An unfinished draft of Linearly Probed Robin Hood Hash Tables

I was working on a blog article a few months ago but I never finished it. Here’s the first draft, nonetheless.

Open Addressing: To store elements in the table itself rather than in nodes pointed-to by the table.

Linear Probing:  When collisions occur, scan rightwards until finding an unoccupied bucket.

An Explanation

So what is Robin Hood hashing anyway? Well, Wikipedia gives the following quote:

One interesting variation on double-hashing collision resolution is Robin Hood hashing. The idea is that a new key may displace a key already inserted, if its probe count is larger than that of the key at the current position. The net effect of this is that it reduces worst case search times in the table.

But what the hell does that mean? How does that apply to linear probing?

To get a better idea of what’s happening, let’s try visualizing the insertion algorithm.

A Microsoft Paint Visualization

Lots of diagrams use numbers to explain things, but I find numbers to be confusing so let’s use colors instead.

Our hash table will contain 12 buckets, of which we will focus on the four leftmost: the red bucket, the green bucket, the yellow bucket, and the blue bucket. I’ve listed these in ascending order, such that red < green < yellow < blue.

To start, let's try inserting a bunch of elements that hash to these four buckets, first using plain old linear probing: linearprobegif

Once the first four buckets fill up, each additional insertion appends an element onto the leftmost unoccupied bucket. This results in a long chain of elements matching the order of insertion.

That’s without Robin Hood. Here’s with it:robin

Notice something?

The inserted elements are sorted! In fact, they’re sorted by the bucket that they hash to. If you were to iterate a linearly probed Robin Hood hash table from the first bucket to the last bucket, you’d be iterating elements that hash to an ascending bucket order. With linear probing, Robin Hood hash tables are nothing more than sorted arrays interspersed with unoccupied buckets.

Faster Failed Searches

The primary advantage of Robin Hood hashing is that it enable failed searches to terminate early.

Consider the case of searching for a green element that doesn’t exist in a regular linearly probed hash table:linearlookup

With regular linear probing, the only way to determine whether an element doesn’t exist is to probe the table until reaching an unoccupied bucket.

With Robin Hood hashing, the search is allowed to terminate early due to the properties of sorted arrays. The search will terminate as soon as it reaches an element that hashes to a bucket higher than the bucket being searched for:robinlookup.png

This will, on average, reduce the number of iterations by half.

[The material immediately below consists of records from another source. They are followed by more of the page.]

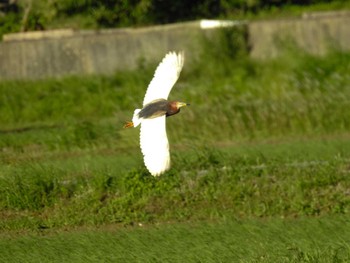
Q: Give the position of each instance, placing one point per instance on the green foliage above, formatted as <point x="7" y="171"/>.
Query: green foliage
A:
<point x="40" y="14"/>
<point x="269" y="240"/>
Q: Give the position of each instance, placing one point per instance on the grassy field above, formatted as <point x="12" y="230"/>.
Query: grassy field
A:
<point x="260" y="165"/>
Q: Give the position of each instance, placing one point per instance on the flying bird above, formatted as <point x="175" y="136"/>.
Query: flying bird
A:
<point x="156" y="107"/>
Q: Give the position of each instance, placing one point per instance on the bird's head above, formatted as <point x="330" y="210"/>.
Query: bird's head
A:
<point x="180" y="104"/>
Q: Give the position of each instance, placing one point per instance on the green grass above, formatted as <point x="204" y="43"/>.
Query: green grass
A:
<point x="261" y="155"/>
<point x="273" y="240"/>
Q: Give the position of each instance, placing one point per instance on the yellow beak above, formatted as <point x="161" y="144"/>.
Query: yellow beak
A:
<point x="182" y="104"/>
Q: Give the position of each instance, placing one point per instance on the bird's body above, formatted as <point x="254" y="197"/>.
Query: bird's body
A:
<point x="153" y="138"/>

Non-faster, Non-failed Searches

Unfortunately, Robin Hood hashing provides no speedup for searches that succeed in finding the requested element. On average, the successful probe count of regular linear probing and Robin Hood hashing is exactly the same.

This can be illustrated by showing the probe count of each element in the table. First, a diagram illustrating regular linear probing:linearprobe

The probe count of each element is equal to the number of elements that must be iterated in order to find the element in a search.

Here’s Robin Hood:robinprobe.png

There’s a bit less variance in the probe counts of this table. Note that there’s only one probe count marked ‘1’, and that the maximum probe count is ‘9’, compared to ’12’ on the other table. This is an oft-cited advantage of Robin Hood hash tables: their probe counts have low variance.

Anyway, let’s try adding up the total probe counts of both tables, as that will be proportional to the average:

Regular Linear = 1+1+3+1+3+5+6+5+6+8+9+12 = 60 probes
    Robin Hood = 1+2+3+3+4+5+5+6+7+7+8+9  = 60 probes

Hmm, they’re both 60. That confirms that these two tables have the same average probe count, and thus the same average performance for successful searches. Note that there’s no way to improve these results by swapping elements around. Any gains achieved by swapping one element will be canceled-out by losses of the element it swapped with. Any configuration of this table will always have a total probe count of 60.

Keep this in mind when using Robin Hood hashing.

I’m bolding this point because too often it’s forgotten.

For example, take a look at Malte Skarupke’s recent blog post called I Wrote The Fastest Hashtable. In it, Skarupke implements and benchmarks an optimized version of linearly probed Robin Hood hashing, but unfortunately neglects to test regular linear probing alongside it. One such benchmark is the K-Nucleotides test; a benchmark where all searches succeed and none can possibly fail.

Testing K-Nucleotides, I get the following results:

Skarupke's "Fastest Hashtable Ever"        : 6248.724800 task-clock:u (msec)
A trivial implementation of linear probing : 5609.471389 task-clock:u (msec)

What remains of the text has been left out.